Le commerce du bois pèse sur les forêts « protégées » du Cambodge

Les forêts anciennes disparaissent à un rythme « sans précédent » dans les zones protégées au Cambodge, selon un nouveau rapport du groupe Forest Trends. Ces dernières années, le gouvernement cambodgien a accordé ce qu'on appelle des concessions foncières économiques (Economic Land Concessions - ELC) à de grandes entreprises agro-industrielles qui veulent mettre des terres en exploitation. Sous le couvert de la création d'une plantation d'hévéas, par exemple, les arbres sont abattus et exportés. Avec une licence ELC, les entreprises peuvent faire une coupe à blanc de la forêt en déclarant qu'elles planteront quelque chose mais, très souvent, les plantations ne se concrétisent jamais.
 
Lire l'article (en anglais) : http://www.bbc.com/news/science-environment-33702814
Les impacts des concessions forestières industrielles dans les forêts tropicales africaines

La plupart des forêts du Bassin du Congo ont été divisées en concessions, en zones de conservation et en zones destinées à un usage communautaire, la plupart des forêts d'Afrique centrale relevant de concessions forestières industrielles.

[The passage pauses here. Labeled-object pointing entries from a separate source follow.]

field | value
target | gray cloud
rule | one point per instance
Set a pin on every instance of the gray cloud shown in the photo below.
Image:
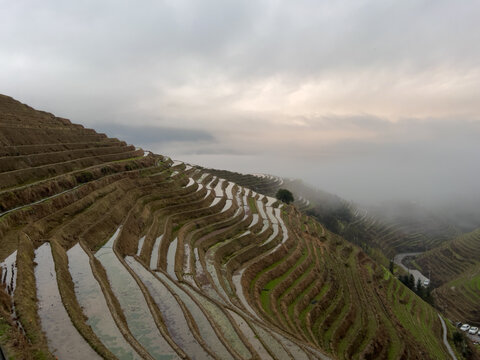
(369, 99)
(151, 135)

Les communautés dépendantes des forêts ont été totalement exclues des processus de prise de décision. Le zonage, tel qu'il est actuellement mis en œuvre, est susceptible de créer un futur conflit juridique et social en ignorant les modèles préexistants d'utilisation et de gestion des forêts qui sont beaucoup plus complexes et nuancés que « l'exploitation forestière », « la conservation » et « l'utilisation communautaire ».